Please don't make it look like it depends on ElfW.

-- 
Andreas Schwab, SUSE Labs, schwab@suse.de
GPG Key fingerprint = 0196 BAD8 1CE9 1970 F4BE  1748 E4D4 88E3 0EEA B9D7
"And now for something completely different."

Re: [PATCH v2] elf: Avoid pointer-arithmetic underflow in ldconfig

[Peter Edwards]

[-- Attachment #1: Type: text/plain, Size: 677 bytes --]

On Tue, 5 Sept 2023 at 00:51, Paul Eggert <eggert@cs.ucla.edu> wrote:

> Attached is a proposed patch to fix the bugs I saw, including the bug
> you noticed. I'd appreciate your looking over it since you're familiar
> with this code.

I am a novice here - I first saw this code the other day, but for what my
opinion is worth, the patch looks fine to me, modulo the same issue Andreas
has - if we're doing pointer arithmetic in the host environment, I think
it's more appropriate to use offset types natural to the host environment,
rather than the ElfXX_ types for the elf class we're looking at. The unused
PT_INTERP and I assume accidental lack of a break was a nice catch.

Re: [PATCH v2] elf: Avoid pointer-arithmetic underflow in ldconfig

[Andreas Schwab]

On Sep 04 2023, Paul Eggert wrote:

> +	      while (sizeof (ElfW(Nhdr)) + 4 < note_offset_lim - note_offset)

	      while (note_offset_lim - note_offset > sizeof (ElfW(Nhdr)) + 4)

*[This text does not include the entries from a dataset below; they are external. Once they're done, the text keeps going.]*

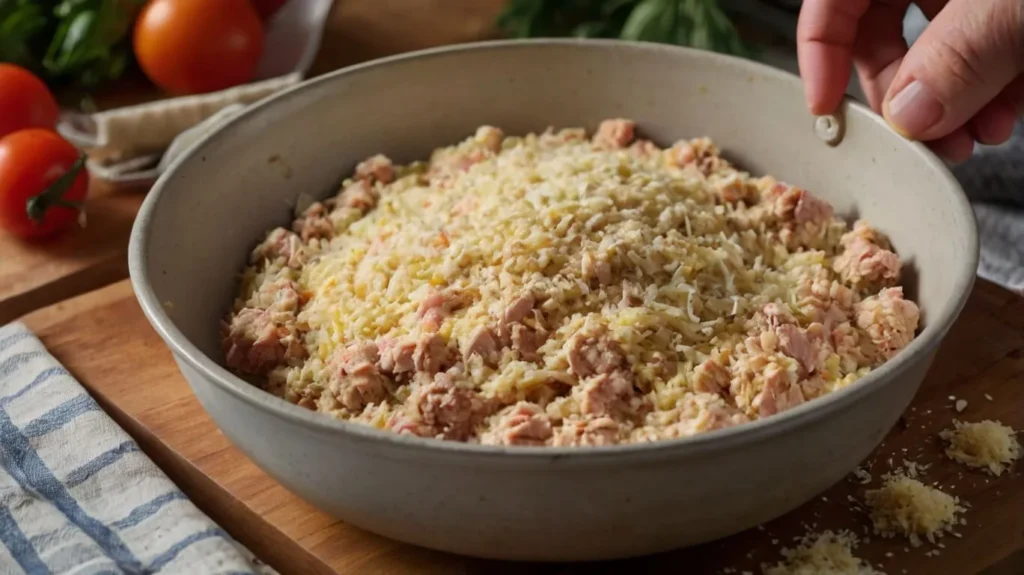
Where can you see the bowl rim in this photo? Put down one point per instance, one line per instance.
(923, 346)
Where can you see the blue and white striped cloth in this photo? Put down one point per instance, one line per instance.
(78, 496)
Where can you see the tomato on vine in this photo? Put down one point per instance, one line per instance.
(25, 101)
(43, 183)
(197, 46)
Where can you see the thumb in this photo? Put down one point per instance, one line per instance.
(967, 55)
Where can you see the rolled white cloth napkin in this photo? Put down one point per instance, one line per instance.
(77, 495)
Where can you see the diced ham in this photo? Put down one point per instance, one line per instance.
(358, 357)
(699, 153)
(863, 263)
(519, 309)
(355, 380)
(792, 204)
(264, 335)
(614, 134)
(449, 410)
(357, 195)
(396, 355)
(794, 342)
(664, 367)
(711, 377)
(489, 137)
(314, 223)
(632, 296)
(591, 355)
(281, 245)
(595, 268)
(604, 394)
(481, 343)
(590, 431)
(253, 342)
(889, 320)
(376, 169)
(731, 187)
(810, 209)
(432, 311)
(778, 394)
(437, 306)
(526, 341)
(430, 354)
(522, 424)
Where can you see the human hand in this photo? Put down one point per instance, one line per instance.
(960, 83)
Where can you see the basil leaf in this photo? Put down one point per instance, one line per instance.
(650, 21)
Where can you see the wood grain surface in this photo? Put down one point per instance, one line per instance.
(105, 342)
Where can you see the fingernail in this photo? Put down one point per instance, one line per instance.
(913, 109)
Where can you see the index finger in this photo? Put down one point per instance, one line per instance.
(825, 34)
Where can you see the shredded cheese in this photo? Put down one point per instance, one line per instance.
(822, 554)
(907, 507)
(987, 445)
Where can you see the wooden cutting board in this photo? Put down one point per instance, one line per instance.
(105, 342)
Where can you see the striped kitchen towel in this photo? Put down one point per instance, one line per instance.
(78, 496)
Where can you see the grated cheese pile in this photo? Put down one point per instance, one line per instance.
(908, 507)
(987, 445)
(563, 290)
(824, 554)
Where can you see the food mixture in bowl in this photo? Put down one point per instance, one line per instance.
(565, 290)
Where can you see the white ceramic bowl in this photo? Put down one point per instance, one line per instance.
(204, 216)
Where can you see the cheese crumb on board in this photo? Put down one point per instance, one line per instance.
(987, 445)
(822, 554)
(906, 506)
(862, 476)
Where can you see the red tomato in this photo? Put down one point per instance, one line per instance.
(43, 182)
(196, 46)
(267, 8)
(25, 101)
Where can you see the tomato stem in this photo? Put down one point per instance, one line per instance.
(37, 206)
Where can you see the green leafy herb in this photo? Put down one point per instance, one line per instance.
(699, 24)
(69, 42)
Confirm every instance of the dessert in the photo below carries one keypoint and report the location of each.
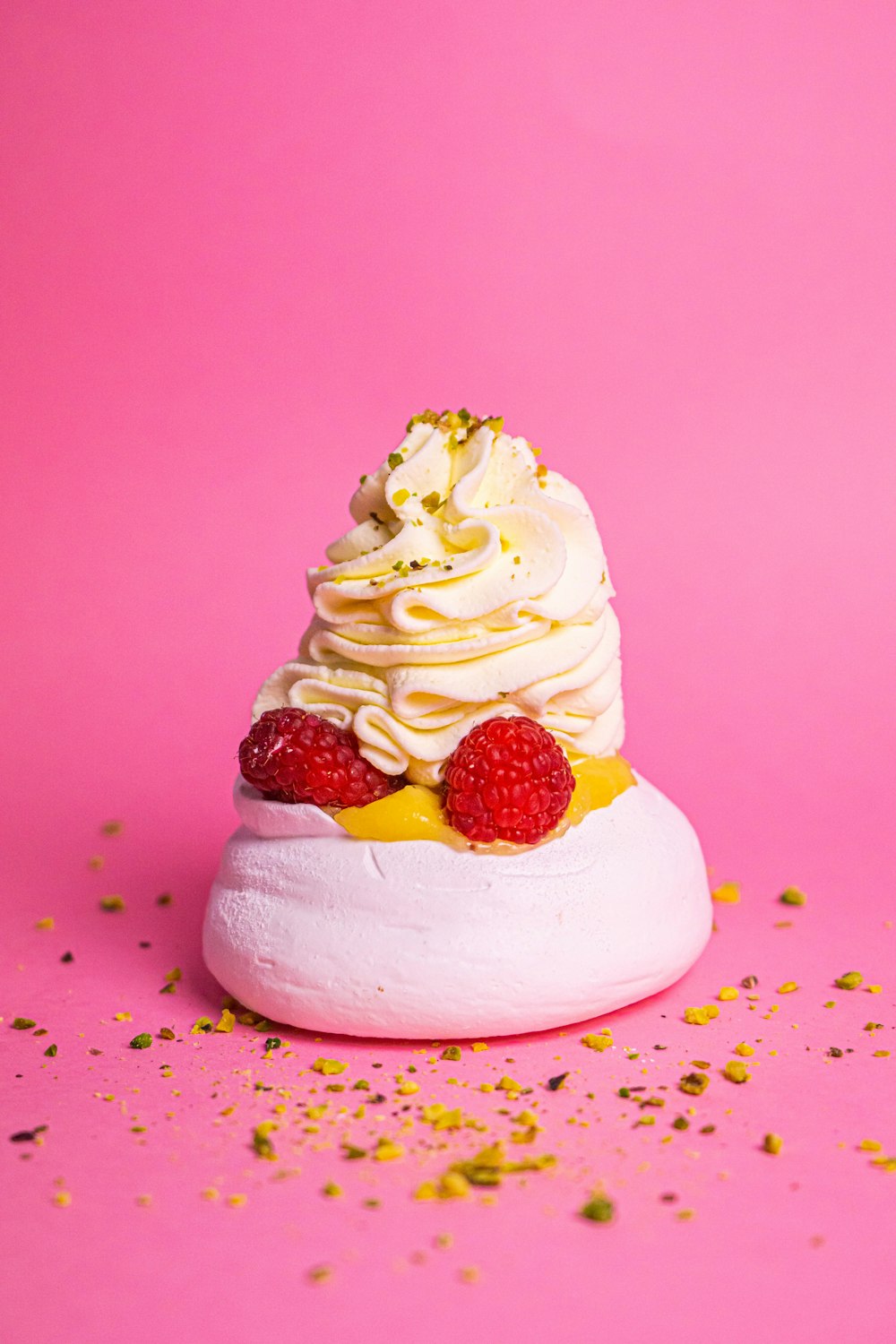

> +		       0 < stringbytes && dynamic_strings[stringbytes - 1];

		       stringbytes > 0 && dynamic_strings[stringbytes - 1];

-- 
Andreas Schwab, SUSE Labs, schwab@suse.de
GPG Key fingerprint = 0196 BAD8 1CE9 1970 F4BE  1748 E4D4 88E3 0EEA B9D7
"And now for something completely different."